We’re used to these scorched earth tactics. It doesn’t make it any easier but it’s nothing we haven’t encountered before. Here, we were keeping our eyes on the prize. We knew that as long as we could get a trial date, we would put the best case forward that we could.

We just had to be focused and push for a trial date as much as possible.

How did you approach explaining the technology to the jury?

This case was a lot of fun. In a lot of patent cases, especially in high tech, the technology is not tangible or accessible to the jury. So, you’re left with charts or having an expert explain it.

We did that in this case too. But we were able to have the Christmas trees in the courtroom.

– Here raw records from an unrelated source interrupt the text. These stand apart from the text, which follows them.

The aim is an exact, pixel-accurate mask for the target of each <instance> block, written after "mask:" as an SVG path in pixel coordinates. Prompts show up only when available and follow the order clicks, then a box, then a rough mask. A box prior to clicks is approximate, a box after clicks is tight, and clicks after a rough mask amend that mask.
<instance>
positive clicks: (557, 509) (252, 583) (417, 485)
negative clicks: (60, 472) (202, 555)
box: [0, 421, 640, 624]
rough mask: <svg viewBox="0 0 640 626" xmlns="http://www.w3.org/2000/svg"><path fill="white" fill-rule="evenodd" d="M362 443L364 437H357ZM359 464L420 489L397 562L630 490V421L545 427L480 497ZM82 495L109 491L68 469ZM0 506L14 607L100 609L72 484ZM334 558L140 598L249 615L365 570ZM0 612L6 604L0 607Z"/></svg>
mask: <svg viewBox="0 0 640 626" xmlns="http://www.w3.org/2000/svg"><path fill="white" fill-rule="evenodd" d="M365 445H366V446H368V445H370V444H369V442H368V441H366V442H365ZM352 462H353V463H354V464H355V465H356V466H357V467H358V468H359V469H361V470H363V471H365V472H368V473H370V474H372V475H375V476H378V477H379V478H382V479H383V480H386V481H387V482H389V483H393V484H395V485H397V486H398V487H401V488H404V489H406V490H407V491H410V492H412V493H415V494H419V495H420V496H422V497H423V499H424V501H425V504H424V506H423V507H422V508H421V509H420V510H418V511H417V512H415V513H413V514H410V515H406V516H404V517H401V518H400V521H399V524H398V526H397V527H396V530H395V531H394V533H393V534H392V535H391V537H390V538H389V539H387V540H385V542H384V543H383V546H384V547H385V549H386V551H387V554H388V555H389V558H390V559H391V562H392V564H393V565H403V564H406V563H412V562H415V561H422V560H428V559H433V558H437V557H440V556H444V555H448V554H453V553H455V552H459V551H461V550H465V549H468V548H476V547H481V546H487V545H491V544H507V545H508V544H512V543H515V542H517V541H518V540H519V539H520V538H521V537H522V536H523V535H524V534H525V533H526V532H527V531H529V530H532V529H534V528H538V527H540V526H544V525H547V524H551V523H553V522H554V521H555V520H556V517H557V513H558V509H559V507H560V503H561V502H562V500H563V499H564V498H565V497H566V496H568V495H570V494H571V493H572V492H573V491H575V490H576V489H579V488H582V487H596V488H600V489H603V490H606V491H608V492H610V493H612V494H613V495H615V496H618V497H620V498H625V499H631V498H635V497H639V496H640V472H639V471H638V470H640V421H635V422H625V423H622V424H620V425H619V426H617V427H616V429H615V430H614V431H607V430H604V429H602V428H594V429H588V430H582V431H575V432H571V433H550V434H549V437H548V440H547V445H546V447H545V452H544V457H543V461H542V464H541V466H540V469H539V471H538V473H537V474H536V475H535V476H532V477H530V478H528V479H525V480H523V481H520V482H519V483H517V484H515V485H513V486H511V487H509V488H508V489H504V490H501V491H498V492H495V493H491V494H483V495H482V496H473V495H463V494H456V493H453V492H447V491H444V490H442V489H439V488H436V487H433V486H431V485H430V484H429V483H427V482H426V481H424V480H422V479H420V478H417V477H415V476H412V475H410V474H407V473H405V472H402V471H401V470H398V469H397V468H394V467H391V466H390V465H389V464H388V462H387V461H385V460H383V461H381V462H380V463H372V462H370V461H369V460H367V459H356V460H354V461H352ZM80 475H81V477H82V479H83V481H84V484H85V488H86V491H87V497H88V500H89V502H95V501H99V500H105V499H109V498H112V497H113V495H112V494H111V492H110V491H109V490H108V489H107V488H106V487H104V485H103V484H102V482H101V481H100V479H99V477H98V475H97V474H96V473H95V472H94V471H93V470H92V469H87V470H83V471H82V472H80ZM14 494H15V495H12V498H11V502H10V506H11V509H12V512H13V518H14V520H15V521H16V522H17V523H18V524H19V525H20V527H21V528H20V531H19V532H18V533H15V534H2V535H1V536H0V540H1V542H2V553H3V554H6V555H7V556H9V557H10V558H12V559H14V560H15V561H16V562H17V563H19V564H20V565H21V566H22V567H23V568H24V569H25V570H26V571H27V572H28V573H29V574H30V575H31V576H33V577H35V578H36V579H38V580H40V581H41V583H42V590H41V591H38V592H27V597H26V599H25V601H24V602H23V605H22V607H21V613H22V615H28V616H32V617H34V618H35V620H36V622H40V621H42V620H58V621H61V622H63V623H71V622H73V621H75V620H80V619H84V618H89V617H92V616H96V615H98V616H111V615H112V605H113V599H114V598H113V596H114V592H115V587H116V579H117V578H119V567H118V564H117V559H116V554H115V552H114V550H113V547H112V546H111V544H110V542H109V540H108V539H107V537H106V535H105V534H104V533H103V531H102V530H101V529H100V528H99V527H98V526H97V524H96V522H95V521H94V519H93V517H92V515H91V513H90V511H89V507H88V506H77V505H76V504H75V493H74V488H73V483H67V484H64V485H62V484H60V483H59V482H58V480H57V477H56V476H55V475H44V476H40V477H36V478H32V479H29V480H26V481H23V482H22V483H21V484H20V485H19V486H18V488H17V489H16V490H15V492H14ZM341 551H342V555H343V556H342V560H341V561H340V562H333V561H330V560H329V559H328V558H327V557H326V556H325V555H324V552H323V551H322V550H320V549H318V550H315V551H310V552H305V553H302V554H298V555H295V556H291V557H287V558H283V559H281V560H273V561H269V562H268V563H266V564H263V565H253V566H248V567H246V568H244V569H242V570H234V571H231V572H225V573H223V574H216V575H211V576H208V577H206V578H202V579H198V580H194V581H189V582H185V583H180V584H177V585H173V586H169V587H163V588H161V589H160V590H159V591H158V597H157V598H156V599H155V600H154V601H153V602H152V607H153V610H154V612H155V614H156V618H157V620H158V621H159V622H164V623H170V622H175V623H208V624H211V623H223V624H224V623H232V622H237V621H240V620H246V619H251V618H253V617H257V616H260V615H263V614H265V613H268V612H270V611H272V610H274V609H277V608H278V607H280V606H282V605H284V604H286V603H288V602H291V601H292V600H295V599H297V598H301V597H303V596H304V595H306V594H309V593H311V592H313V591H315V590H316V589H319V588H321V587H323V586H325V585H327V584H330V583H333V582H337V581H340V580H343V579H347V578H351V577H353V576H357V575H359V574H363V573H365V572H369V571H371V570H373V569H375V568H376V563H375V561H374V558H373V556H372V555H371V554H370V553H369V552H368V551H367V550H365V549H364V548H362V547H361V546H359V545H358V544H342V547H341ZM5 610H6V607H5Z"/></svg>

We made sure to have our expert show the jury the invention and how the product infringed and how the invention was different from the prior art.

It really wasn’t surprising that the jury requested permission to inspect the trees.

The process wasn’t without challenges. But it all went very smoothly.

How do you use wins like these to get new work?

There’s a passive and an intentional answer to that question.

From a passive perspective, you have the power of the internet. When a patent owner is looking for trial counsel, they want someone who’s won big before. My firm and I have a track record of big verdicts, and this will help in that regard. It will be easy to locate us on the internet. And that leads to new work.

On the intentional front, I would say that lots of lawyers call themselves trial lawyers when they have little trial experience.

But when it comes to having discussions with sophisticated in-house lawyers and executives, it’s wins like this that allow me to explain my background, why I’d be a good trial counsel, and what my vision would be if I were to get the case.

When you’ve been there before, it adds a little credibility to the discussion.